Principal AI Systems Product Manager
(AI Agents, Cross-System Intelligence, CRM + Operations Automation)
Read This First (Hard Filter)
This is not a prompt writer, no-code automations, or “AI assistant” role.
If your experience is limited to:
Writing prompts
Using ChatGPT as a tool
Zapier-only workflows
Shipping isolated AI features without system ownership
Do not apply.
This role is for someone who designs, owns, and delivers AI systems as products, translates executive vision into coherent AI capabilities, and leads engineers to build them correctly.
The Mission
We are building an internal AI operating system for a real estate private credit and private equity firm.
Your responsibility is to own the product vision, system design, and execution of this AI platform — ensuring it becomes a reliable, extensible layer that operates across the firm’s core business tools.
This system must:
Read across Asana, Cloze.com, Gmail, Airtable, Dropbox
Reason across time, commitments, relationships, and deals
Surface risk: missed follow-ups, stalled deals, broken promises
Write back into systems safely, with guardrails
Run on triggers and schedules
Evolve into a cohesive, cross-system AI product ecosystem
Think Jarvis for a real operating business, not a chatbot.
Your Role (What You Will Actually Do)
You are not the primary coder.
You are the AI systems product owner responsible for turning business intent into production AI capabilities and guiding a team of fractional / contract AI engineers to deliver them.

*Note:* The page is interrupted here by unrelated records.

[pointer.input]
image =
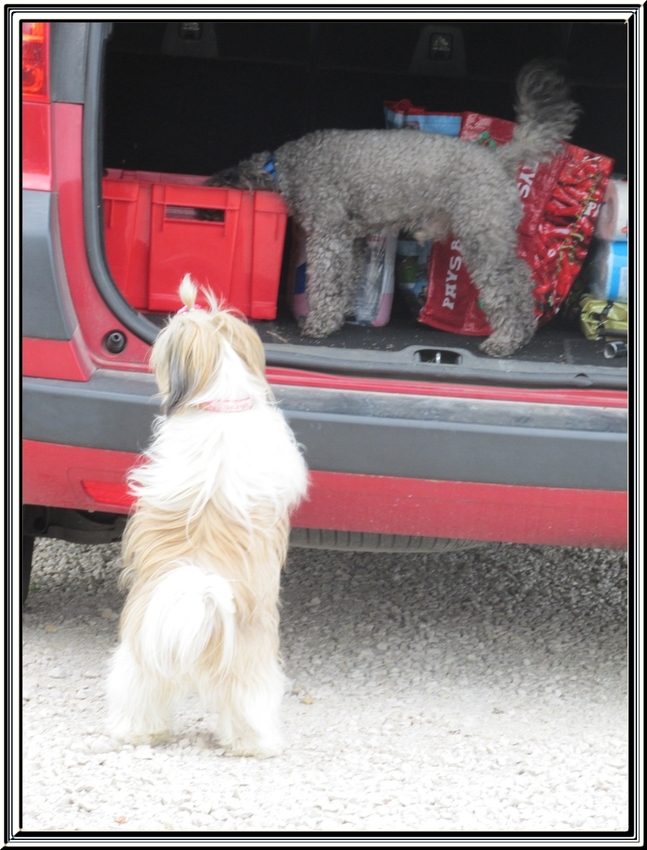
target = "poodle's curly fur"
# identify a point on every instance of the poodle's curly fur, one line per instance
(342, 185)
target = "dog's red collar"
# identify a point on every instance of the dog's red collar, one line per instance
(226, 405)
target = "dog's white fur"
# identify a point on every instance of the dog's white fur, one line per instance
(204, 549)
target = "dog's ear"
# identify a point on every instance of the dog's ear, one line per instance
(184, 358)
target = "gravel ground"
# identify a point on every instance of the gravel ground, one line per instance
(473, 691)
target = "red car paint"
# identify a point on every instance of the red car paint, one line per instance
(94, 479)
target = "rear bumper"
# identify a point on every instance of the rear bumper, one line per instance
(384, 463)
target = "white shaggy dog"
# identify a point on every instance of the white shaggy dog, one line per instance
(204, 549)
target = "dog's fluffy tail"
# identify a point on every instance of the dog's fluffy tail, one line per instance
(191, 610)
(546, 115)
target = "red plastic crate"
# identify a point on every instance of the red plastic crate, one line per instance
(127, 222)
(238, 255)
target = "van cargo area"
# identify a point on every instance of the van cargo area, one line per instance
(195, 97)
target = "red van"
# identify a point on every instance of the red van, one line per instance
(414, 439)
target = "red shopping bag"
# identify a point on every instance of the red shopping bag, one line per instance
(561, 200)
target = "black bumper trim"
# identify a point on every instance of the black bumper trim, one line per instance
(537, 445)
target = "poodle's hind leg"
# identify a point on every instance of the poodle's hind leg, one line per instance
(351, 286)
(140, 703)
(509, 306)
(330, 256)
(505, 287)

1. Translate Executive Vision into AI Products
Work directly with the CEO to understand:
Business priorities
Risk points
Decision-making bottlenecks
Define what AI should do, not just how it’s built
Break vision into concrete AI-enabled products and capabilities
2. Own the AI System Architecture (at a Product Level)
Define the overall system design, including:
Agent roles and responsibilities
Cross-system context and data flow
Read vs write boundaries
Human-in-the-loop approval points
Ensure the system is cohesive, not a collection of disconnected automations
3. Lead and Coordinate AI Engineers
Oversee a team of fractional / contract AI developers and engineers
Provide clear requirements, acceptance criteria, and architectural direction
Review designs and implementations for:
Correctness
Safety
Maintainability
Ensure engineers build toward the product vision, not ad hoc solutions
4. Design AI Capabilities as Products
You will oversee the delivery of:
An agentic AI layer
A primary orchestration agent
Optional specialist agents (CRM, tasks, email, data)
Cross-system intelligence
Normalized context from structured + unstructured data
Reasoning across tools and time
Action execution
Task creation and updates
CRM notes and relationship updates
Data record updates
Drafted communications for approval
Triggers and automation
Time-based (daily, weekly)
Event-based (emails, overdue tasks, stalled deals)
5. Governance, Risk, and Control
Define guardrails for AI actions
Ensure:
Scoped permissions
Read vs write separation
Explicit approvals for sensitive or destructive actions
Plan for failure modes and recovery
Required Background (Non-Negotiable)
You must have hands-on experience owning AI systems, even if you were not the primary coder.
You should be able to confidently reason about:
LLM agent architectures and tool calling
Claude and/or OpenAI capabilities and tradeoffs
MCP or MCP-style multi-tool architectures
API-based integrations (CRMs, task tools, email, databases)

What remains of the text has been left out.